« Ressusciter » un gène ? La sale (Tas)manie de tout mélanger

Plus que d'une nouvelle scientifique, je voudrais aujourd'hui parler de la manière dont elle a été diffusée au grand public. Mardi matin j'entends, à la fin d'un court flash d'infos sur ma radio préférée que je ne citerai pas , que, accrochez vous bien '"le gène du tigre de Tasmanie a été ressucité", nouvelle qui pouvait avoir, selon la journaliste, d'importantes retombées médicales .

 

Une « pastille » sciences dans un flash de 2 minutes : Joie !

Mais non.


Gloups

 

et regloups.
Gloups 1 : déjà, "le gène du tigre de Tasmanie", cela ne veut rien dire ! Pas plus que "le gène d'homme" ou "le gène de concombre" : chacun de ces organismes possède des milliers de gènes qui, pris ensemble, donnent une identité propre à chaque espèce.
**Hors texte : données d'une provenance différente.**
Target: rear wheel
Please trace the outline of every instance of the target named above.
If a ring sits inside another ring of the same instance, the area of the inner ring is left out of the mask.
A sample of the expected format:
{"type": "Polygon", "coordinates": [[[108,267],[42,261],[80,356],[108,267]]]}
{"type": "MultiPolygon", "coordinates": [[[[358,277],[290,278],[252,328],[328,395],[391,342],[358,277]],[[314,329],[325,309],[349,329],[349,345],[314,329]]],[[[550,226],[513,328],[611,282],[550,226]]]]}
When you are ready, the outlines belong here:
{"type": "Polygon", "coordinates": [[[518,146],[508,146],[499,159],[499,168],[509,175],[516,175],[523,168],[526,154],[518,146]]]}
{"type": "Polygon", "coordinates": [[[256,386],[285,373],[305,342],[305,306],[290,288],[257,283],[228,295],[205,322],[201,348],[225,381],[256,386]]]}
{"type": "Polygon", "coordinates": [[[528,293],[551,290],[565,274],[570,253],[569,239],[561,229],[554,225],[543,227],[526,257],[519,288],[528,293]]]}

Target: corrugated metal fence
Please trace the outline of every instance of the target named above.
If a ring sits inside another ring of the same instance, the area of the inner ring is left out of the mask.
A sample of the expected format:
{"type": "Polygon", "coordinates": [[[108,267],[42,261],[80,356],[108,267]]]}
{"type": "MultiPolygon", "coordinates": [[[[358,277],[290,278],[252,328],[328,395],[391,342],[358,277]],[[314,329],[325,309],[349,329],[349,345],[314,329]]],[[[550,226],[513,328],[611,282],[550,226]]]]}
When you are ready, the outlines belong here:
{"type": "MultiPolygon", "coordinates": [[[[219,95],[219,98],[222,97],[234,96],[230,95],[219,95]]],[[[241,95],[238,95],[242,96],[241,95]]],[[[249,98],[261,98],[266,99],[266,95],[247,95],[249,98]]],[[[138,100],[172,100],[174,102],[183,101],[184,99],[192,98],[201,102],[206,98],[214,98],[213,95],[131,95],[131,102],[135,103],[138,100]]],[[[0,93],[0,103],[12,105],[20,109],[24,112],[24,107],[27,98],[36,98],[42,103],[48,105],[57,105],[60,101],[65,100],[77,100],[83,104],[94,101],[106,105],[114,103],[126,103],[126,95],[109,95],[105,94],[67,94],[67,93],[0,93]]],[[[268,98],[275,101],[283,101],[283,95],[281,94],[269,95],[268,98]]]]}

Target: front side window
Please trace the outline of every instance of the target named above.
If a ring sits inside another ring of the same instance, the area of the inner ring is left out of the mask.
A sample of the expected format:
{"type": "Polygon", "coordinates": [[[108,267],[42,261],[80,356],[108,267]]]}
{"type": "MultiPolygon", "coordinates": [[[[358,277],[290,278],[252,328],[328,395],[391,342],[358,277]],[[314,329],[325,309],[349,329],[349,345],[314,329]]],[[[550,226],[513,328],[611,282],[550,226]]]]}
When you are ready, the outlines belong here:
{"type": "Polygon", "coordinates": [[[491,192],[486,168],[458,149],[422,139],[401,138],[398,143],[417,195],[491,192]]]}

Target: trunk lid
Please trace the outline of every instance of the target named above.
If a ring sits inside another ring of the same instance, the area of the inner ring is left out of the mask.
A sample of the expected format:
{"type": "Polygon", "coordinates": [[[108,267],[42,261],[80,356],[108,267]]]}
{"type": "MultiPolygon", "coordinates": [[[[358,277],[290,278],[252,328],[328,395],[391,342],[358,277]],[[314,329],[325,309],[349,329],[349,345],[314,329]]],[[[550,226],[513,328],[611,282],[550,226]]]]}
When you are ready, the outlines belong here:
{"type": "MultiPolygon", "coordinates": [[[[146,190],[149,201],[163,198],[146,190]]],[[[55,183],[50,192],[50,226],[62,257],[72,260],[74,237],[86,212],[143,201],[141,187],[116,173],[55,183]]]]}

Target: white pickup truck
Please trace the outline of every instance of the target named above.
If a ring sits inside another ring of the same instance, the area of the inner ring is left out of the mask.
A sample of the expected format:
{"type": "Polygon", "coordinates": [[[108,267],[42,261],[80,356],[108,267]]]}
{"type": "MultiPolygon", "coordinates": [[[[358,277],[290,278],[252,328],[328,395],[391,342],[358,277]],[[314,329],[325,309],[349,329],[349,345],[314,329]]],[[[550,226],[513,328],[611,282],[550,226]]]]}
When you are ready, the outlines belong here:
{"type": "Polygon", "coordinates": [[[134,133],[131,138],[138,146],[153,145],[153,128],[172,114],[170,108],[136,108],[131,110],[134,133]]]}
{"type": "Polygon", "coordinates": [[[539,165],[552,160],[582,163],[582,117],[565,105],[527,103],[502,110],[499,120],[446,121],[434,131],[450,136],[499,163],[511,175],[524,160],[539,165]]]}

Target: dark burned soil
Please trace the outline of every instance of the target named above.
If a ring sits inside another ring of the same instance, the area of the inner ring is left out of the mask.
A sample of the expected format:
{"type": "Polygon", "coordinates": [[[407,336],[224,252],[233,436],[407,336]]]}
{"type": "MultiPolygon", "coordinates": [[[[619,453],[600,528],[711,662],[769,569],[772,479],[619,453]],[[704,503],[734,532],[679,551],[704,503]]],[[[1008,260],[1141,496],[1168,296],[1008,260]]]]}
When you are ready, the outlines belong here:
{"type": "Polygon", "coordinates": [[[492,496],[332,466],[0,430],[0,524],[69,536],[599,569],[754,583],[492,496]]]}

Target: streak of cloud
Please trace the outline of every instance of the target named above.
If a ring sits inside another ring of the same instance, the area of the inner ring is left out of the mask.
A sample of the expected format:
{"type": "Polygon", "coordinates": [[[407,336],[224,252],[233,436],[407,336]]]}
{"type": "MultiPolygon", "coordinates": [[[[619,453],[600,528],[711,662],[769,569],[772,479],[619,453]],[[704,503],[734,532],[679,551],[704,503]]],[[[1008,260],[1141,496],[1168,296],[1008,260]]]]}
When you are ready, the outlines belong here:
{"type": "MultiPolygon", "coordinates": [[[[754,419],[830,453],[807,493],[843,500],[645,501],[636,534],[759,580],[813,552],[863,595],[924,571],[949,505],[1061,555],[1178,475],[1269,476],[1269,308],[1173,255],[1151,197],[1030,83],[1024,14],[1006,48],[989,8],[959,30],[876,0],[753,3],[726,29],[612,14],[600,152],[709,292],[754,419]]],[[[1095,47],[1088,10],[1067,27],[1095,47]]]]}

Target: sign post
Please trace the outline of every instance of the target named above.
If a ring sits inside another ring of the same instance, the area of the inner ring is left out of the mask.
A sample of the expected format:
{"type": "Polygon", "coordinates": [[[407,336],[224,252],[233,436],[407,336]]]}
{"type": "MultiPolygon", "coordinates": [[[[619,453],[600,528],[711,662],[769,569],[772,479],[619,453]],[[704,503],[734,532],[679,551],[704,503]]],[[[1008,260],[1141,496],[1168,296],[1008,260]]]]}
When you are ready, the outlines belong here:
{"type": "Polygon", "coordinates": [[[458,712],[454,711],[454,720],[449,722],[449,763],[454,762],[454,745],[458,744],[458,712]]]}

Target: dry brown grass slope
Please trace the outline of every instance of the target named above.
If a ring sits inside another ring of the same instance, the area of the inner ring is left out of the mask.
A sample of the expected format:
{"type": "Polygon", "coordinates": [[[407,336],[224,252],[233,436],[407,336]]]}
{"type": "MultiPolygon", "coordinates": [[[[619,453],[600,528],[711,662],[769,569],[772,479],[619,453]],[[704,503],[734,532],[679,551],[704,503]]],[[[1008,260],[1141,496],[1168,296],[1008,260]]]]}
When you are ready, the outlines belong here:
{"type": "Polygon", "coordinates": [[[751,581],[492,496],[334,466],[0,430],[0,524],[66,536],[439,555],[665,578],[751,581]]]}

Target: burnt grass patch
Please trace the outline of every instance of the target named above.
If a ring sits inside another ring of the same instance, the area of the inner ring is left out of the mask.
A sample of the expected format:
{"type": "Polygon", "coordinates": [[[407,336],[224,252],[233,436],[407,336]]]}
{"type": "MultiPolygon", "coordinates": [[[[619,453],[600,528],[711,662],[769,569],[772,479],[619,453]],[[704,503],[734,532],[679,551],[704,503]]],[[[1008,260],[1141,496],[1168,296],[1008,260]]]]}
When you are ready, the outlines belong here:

Cet ensemble spécifique, c'est ce qu'on appelle le génome, c'est à dire l'ensemble des séquences d'ADN, comprenant les gènes, dans un ordre donné.
Gloups 2 : un gène ressuscité, qu'est-ce à dire ? qu'un gène nait, vit et meurt ? C'est évidemment une grossière erreur d'échelle : ce sont les les organismes qui vivent et meurent, leurs gènes ne sont pas des entités vivantes, mais de simples molécules.

 

J'ai envie d'enfoncer le clou. En effet, par les temps qui courent, constatant que certaines modifications de l'ADN type OGM peuvent parfois vous faire peur ( parfois à juste titre, et parfois vraiment pas...), cela ne va pas s'arranger si l'on vous raconte que l'ADN est "vivant".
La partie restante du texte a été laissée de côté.